First and foremost, it is clear that the trademark protection will be far wider, as the definition of trademark will be amplified, and shall now include “non-visual signs” provided that these are “sufficiently described in a clear, precise, intelligible and objective manner” and are capable of being distinctive. Moreover, the protection of services will now be possible under the new Law. The same goes for the registration of collective marks, certification marks and geographical indications. Additionally, the new trademark Bill provides for a 10-year registration and renewal term.

Secondly, the new law determines that a trademark shall be subject to cancellation based on non-use within five years from the application. Similarly, in the grounds for refusal of a trademark, the existence of similar earlier registrations covering similar goods or services and well-known markhave been included, grounds not foreseen in the previous law.

As for the infringement right, it is currently extended to use, namely, in relation to any goods or services that may cause confusion to the consumer or determines the dilution of an already filed or registered trademark. In addition, a specific provision for unfair competition will be in force for acts that are “contrary to honest practices in industrial or commercial matters”, which includes those that can cause confusion or dilution.

Thirdly, the new trademark act also determines for criminal offenses, establishing penalties for acts related to trademark infringements. Indeed, counterfeiting of products has had, throughout the years, a considerable influx in Malawi’s market, representing a negative impact on the country’s development. The new trademark law will empower the Malawi Bureau of Standards (MBS) to control the inflow of fake products in the country, which constitutes a very hopeful step for Malawi towards the right direction in what regards fighting the influx of second-generation goods.

Lastly, provisions were made for the license recordal based on quality control as well as assignments without goodwill, previously not foreseen.

Apart from these significant modifications on the trademark legal structure, the new act determines the engagement with international instruments on trademark protection. The provision of “Part IX” of the new trademarks act is entitled “International Registration of Trademarks”. One of the provisions mentioned in this section concerns international agreements and, in the circumstance, Malawi ratifies or accedes to any international treaty related to the protection of trademarks, the Minister responsible for that matter, is obliged to publish a notice in the Governments’ Official Gazette stating that Malawi will become a member of that treaty and proceed to list the same in the trademarks act.

The new trademarks act mentions the international instruments, which Malawi has already ratified, such as the Banjul Protocol on marks within the framework of the African Regional Industrial Property Organization (ARIPO) and the Madrid Protocol on international trademarks.

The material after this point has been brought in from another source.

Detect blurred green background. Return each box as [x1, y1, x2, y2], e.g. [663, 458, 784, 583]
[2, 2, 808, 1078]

Up until this moment, despite being a signatory member of the Banjul Protocol, Malawi never formally incorporated the treaty into its national law. Therefore, the enforceability and effectiveness of trademark registrations in Malawi through ARIPO was not clear. However, the new trademark act expressly determines, under the third schedule, the formal procedure for ARIPO trademarks, which means that when the Bill passes to Law, the enforceability and effectiveness regarding the registration of trademarks through ARIPO, by means of designating Malawi in an application, will be dissipated. As for the Madrid Protocol, despite the fact that it is mentioned in the Bill, Malawi is yet to ratify the international treaty. Nevertheless, the simple fact that the Protocol is formally mentioned in the new trademarks act may be pointing towards the intention of the country to ratify the same.

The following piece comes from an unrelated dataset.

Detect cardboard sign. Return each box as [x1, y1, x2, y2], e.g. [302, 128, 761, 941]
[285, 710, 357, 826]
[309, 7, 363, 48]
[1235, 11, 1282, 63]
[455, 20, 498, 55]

The aforementioned alterations have been significant enough to reform the Malawi’s legal framework on trademark registration as it was clear that the previous trademark registration system was in need of an overhaul. Upon the moment the Bill passes to Law, the changes will be noticeable bringing Malawi up a notch in what regards IP protection, for the benefit of the country and the increase of business opportunities for international investors.